Di certo la campagna alle spalle non è stata frizzante e ricca di temi. Mettendo a fuoco la situazione a Lugano constatiamo che ha dominato la coabitazione in concorrenza sulla lista Lega-UDC tra il sindaco uscente Michele Foletti e il municipale aspirante Marco Chiesa. Con la questione del sindacato a fare da sfondo quale possibile danno collaterale sull’alleanza d’area tra cose dette e altre non propriamente dichiarate sull’asse Berna (dove Chiesa è consigliere agli Stati) e la città sul Ceresio. Per il resto è stata una noia mortale. Le solite questioni trite e ritrite, perché da anni ci si vanta dei progetti realizzati (LAC) o in costruzione (Polo sportivo e degli eventi), mentre intorno è il deserto. Nel senso che si parla in maniera ridondante e gli esempi non mancano: Polo congressuale, viabilità e commercio. Insomma, è un continuo parlarsi addosso su progetti che vengono realizzati e altri che appartengono alla categoria dei sogni (irrealistici e irrealizzabili), come un lungolago a misura di cittadino e di turista. Come pure arterie in grado di non mandare in perenne tilt la mobilità per effetto (dell’irrisolvibile?) dilemma del traffico di transito al quale Lugano è condannata per la sua configurazione tra territorio edificato, colline, montagne e lago. Si parla, il più delle volte ripetendo l’ovvio, di ciò che è irrealizzato, per mancanza di volontà, o irrealizzabile, per mancanza di visioni e lungimiranza. Vale per la grande Lugano, ma anche per altre realtà locali più contenute.

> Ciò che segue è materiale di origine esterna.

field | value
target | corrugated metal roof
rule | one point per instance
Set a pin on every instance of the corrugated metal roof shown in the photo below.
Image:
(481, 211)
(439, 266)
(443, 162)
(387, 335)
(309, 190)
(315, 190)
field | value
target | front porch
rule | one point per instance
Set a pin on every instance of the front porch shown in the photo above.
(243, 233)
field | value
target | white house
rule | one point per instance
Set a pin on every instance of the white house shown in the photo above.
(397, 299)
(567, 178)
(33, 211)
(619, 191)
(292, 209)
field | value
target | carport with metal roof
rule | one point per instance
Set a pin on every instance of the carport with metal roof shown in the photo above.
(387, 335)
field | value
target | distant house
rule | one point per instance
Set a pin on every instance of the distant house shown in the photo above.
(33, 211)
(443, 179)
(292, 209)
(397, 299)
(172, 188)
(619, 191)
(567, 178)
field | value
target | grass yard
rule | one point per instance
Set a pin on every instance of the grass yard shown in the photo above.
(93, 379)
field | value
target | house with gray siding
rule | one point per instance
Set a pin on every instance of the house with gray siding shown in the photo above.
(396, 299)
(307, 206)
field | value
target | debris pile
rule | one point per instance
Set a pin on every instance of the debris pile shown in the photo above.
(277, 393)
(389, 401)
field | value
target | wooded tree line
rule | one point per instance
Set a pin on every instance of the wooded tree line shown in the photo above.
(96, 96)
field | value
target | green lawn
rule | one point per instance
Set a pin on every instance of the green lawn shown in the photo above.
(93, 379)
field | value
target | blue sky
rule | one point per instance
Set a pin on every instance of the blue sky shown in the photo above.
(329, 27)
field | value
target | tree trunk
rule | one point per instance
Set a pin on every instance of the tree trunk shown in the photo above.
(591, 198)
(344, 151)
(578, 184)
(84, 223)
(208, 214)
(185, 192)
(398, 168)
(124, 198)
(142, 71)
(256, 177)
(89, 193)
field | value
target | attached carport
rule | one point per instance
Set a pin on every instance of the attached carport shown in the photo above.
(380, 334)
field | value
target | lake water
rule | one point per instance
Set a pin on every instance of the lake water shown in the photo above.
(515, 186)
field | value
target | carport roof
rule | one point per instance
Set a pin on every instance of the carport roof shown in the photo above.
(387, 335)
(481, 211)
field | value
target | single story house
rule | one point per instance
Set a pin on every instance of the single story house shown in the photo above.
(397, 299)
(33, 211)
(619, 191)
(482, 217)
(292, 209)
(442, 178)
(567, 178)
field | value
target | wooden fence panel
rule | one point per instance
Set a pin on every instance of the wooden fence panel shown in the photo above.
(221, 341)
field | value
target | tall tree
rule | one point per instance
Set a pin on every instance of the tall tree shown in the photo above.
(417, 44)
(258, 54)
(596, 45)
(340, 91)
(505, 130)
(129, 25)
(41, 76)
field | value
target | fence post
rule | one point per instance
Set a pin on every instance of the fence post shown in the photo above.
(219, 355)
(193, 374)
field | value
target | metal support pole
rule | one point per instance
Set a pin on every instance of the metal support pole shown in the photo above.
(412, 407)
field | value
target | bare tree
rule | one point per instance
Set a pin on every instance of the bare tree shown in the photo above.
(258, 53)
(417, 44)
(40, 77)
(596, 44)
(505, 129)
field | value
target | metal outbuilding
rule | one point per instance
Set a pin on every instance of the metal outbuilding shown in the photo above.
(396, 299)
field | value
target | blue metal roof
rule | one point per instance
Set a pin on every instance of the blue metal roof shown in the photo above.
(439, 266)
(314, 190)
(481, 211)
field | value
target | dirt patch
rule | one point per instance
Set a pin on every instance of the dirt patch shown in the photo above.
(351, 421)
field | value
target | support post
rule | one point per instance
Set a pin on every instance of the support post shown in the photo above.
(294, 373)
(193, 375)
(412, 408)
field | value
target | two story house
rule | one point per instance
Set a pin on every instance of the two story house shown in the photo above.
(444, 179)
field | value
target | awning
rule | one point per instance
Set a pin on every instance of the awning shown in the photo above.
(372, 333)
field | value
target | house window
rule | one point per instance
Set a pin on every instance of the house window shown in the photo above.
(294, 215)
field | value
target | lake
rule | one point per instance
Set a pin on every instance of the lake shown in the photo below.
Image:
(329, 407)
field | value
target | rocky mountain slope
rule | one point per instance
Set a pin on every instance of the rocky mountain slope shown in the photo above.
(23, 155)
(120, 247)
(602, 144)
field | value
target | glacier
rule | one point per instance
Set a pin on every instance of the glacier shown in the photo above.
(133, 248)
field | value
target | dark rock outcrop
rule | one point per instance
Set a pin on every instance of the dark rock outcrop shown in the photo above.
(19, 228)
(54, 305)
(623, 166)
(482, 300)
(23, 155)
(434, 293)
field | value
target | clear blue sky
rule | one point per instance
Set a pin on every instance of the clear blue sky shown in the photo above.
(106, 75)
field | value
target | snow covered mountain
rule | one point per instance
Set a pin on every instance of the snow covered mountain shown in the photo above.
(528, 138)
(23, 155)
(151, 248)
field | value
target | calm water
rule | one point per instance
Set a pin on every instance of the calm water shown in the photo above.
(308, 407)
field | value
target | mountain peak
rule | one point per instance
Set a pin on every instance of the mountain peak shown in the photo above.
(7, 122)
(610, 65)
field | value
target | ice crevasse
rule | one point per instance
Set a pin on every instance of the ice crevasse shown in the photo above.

Quello descritto non è che un esempio di una campagna che, ovunque e non solo a Lugano, è stata scandita dal tic tac delle lancette che ci stanno accompagnando al capolinea, all’insegna del piattume più piatto che ci poteva essere. D’altronde l’appuntamento con le Comunali è la terza fedele copia, all’insegna della pochezza nei contenuti e nelle visioni: dopo le Cantonali e le Federali, ecco, appunto, il rinnovo dei poteri del terzo livello istituzionale. Sperare in qualcosa di meglio e più stimolante in vista del 2027 è lecito, ancorché prettamente illusorio. Sembra che la politica viva sempre più di risottate, maccheronate o gnoccate. Momenti all’insegna della convivialità, dell’allegria e di tanto buon umore. Bene, ci sta, ma il problema è che manca la politica del confronto e il tutto finisce nella più spinta autoreferenzialità. E questa, al cittadino, non interessa per nulla. Anche se corre per gustarsi un piatto gratuito. Il prezzo, alla fine, lo paga la credibilità del sistema-partito e, soprattutto, la democrazia.